Saturday, March 19, 2016

Driving St. Paddy's Day night was like pulling teeth. But I got lucky


This Saint Patrick 's Day didn't start out all that great. I start at my garage on 18th Street in the South Bronx and head into Harlem over the Third Avenue Bridge. I caught my first fare at 12th Street and Lexington Avenue, a thirtyish  Latina and this older and seemingly mentally delayed older white guy. They were going to The Bronx up near the Throggs Neck Bridge. The traffic was brutal most of the way and they were arguing in coded words I took to be drug related. He wanted to get high then and there in my taxi. She had a bag of whatever in her purse and wasn't going to share it till they got home. Surprisingly she not only paid in full, in cash without drama but she even gave me a fairly decent tip. But there I was, nowhere near my next fare, six pm and I had forty dollars. I didn't get another fare till 6:45. 

The entire night was slow, like pulling teeth. The streets were quiet and empty taxis raced each other going nowhere. 

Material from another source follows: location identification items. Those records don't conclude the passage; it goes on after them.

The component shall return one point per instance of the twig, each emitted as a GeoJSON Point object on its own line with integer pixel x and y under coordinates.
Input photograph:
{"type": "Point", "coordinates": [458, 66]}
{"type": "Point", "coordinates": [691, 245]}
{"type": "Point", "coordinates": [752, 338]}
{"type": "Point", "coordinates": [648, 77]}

It was at around three in the morning that I picked up my first and only serious drunks of the night, three young Irish guys on Bleeker and MacDougal going to Jersey City. I made an agreement with the spokesman, the one who seemingly knew where he was. Sixty bucks, cash, all in. On the Jersey side he asked me to stop and pull over. He vomited on the sidewalk, not on my door. I appreciated that. They didn't have sixty bucks between them. That I didn't appreciate. The first credit card got declined. Uh oh. It worked out okay though, I got $84 on the third card and headed back to Manhattan.  

As often is the case for me I made good money near the end of the shift. I took a Black cop home from his friend's place in Stuyvesant Town to Park Slope. Forty bucks. Out on Flatbush Avenue, amib an armada of empty taxis racing to the Manhattan Bridge, I had the good fortune of catching another forty dollar ride, all the way to 72nd and Broadway.  From there I caught one back into the Bronx, twenty-nine dollars, no tip, and I turned in for the night at the stroke of five in the morning. I made $249.00 for myself. The closing two hours saved my night.